The book was written on a semi-electric typewriter, one step up from a manual. I didn't own a computer at the time and couldn't afford to buy one. As a consequence I only had one copy of the mauscript. Lose that and I lost everything. I wrote the 70,000 word novel in ten weeks, while working 9 to 5 at my day job. I got up at 5am and wrote for ninety minutes, until I'd completed four sides and about 1000 words. It was January, the dead of winter, and crawling out of bed to write a novel wasn't much fun, but I wanted to make a decent job of it and already knew the importance of hitting a deadline. If you can't be a great prose stylist, at least be professional.

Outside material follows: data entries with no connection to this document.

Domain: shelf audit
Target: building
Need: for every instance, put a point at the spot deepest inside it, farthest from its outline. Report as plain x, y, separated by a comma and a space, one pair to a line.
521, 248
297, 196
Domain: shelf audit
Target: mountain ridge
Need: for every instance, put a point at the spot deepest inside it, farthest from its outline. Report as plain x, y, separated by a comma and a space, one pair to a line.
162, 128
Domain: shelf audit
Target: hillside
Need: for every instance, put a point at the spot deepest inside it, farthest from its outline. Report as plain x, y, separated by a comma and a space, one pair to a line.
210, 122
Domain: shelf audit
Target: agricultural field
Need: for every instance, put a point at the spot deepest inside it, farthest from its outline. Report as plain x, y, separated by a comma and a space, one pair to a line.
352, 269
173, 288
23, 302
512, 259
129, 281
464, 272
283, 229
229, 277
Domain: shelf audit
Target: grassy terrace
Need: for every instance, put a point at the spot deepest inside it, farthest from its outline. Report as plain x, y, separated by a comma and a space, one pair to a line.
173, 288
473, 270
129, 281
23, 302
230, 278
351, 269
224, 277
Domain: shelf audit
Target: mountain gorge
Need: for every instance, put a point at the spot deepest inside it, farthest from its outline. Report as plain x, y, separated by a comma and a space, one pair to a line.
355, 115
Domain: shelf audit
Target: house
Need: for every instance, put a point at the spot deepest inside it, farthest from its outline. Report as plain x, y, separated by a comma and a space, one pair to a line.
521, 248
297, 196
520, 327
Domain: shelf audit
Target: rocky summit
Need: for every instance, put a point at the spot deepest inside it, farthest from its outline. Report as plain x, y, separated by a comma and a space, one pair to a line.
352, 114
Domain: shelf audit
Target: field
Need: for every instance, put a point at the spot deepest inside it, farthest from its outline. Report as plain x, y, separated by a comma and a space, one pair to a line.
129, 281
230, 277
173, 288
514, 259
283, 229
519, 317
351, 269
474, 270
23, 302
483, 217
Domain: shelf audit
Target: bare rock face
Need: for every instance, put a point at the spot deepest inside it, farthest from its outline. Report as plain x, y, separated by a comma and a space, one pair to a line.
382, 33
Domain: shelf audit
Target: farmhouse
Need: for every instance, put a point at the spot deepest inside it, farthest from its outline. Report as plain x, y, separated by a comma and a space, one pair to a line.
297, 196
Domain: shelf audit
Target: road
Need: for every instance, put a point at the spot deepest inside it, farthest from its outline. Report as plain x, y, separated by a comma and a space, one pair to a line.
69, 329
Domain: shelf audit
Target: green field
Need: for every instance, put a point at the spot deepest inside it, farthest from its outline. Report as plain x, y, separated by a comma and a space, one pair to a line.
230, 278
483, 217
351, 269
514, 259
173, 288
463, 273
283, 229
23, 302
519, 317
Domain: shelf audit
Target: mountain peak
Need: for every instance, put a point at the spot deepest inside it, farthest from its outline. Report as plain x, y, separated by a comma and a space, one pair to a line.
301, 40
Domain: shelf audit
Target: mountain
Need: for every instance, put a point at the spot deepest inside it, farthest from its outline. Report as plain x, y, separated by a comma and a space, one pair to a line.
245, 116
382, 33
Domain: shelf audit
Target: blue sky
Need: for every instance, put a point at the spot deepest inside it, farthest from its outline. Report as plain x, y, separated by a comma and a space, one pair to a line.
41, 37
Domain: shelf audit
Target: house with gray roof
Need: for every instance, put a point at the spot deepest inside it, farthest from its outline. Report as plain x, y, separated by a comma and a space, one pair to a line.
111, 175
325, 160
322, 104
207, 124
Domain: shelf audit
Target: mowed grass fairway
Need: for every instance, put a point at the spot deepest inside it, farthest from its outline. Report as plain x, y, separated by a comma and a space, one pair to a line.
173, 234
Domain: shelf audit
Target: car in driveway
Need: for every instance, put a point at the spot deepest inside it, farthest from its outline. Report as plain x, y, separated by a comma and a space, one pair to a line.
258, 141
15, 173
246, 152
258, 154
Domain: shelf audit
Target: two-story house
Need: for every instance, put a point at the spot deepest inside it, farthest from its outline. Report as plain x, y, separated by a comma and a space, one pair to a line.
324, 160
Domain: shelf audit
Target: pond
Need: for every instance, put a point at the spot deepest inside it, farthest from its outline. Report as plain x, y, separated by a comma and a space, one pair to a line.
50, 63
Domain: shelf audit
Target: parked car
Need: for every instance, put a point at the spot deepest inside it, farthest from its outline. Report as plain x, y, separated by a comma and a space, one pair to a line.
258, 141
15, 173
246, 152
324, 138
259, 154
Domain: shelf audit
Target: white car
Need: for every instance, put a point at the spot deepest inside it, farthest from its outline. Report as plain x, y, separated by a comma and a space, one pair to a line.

I also wrote at weekends and threw a few sick days to get the novel finished. It was bashed out in a single draft, no rewrites, no going backwards. The end results are enthusiastic and all, but not a work of shining subtlety or wit. Some nice moments and a few interesting characters. I was writing from a place of excitement and panic, a heady cocktail that doesn't guarantee great work. I foolishly agreed to Virgin's offer of an all-rights buy-out, so I never got any royalties on the book, even when a Finnish language edition was published a few months later. Live and learn.

Despite the shambolic nature of my plotting and stubborn done-in-one no-rewrites attitude, Virgin still hadn't found enough other authors to keep the Dredd novel line going. So I was asked if I wanted to write another in short order. The results were a considerable improvement, and made me think I had some glimmer of talent as a storyteller, even if my prose would never be much more than functional.

No idea if this book sold, as I didn't get royalty statements for the reasons stated above. The book's been out of print for mroe than a decade, but can be purchased for pennies thanks to the marvels of eBay and online reselling.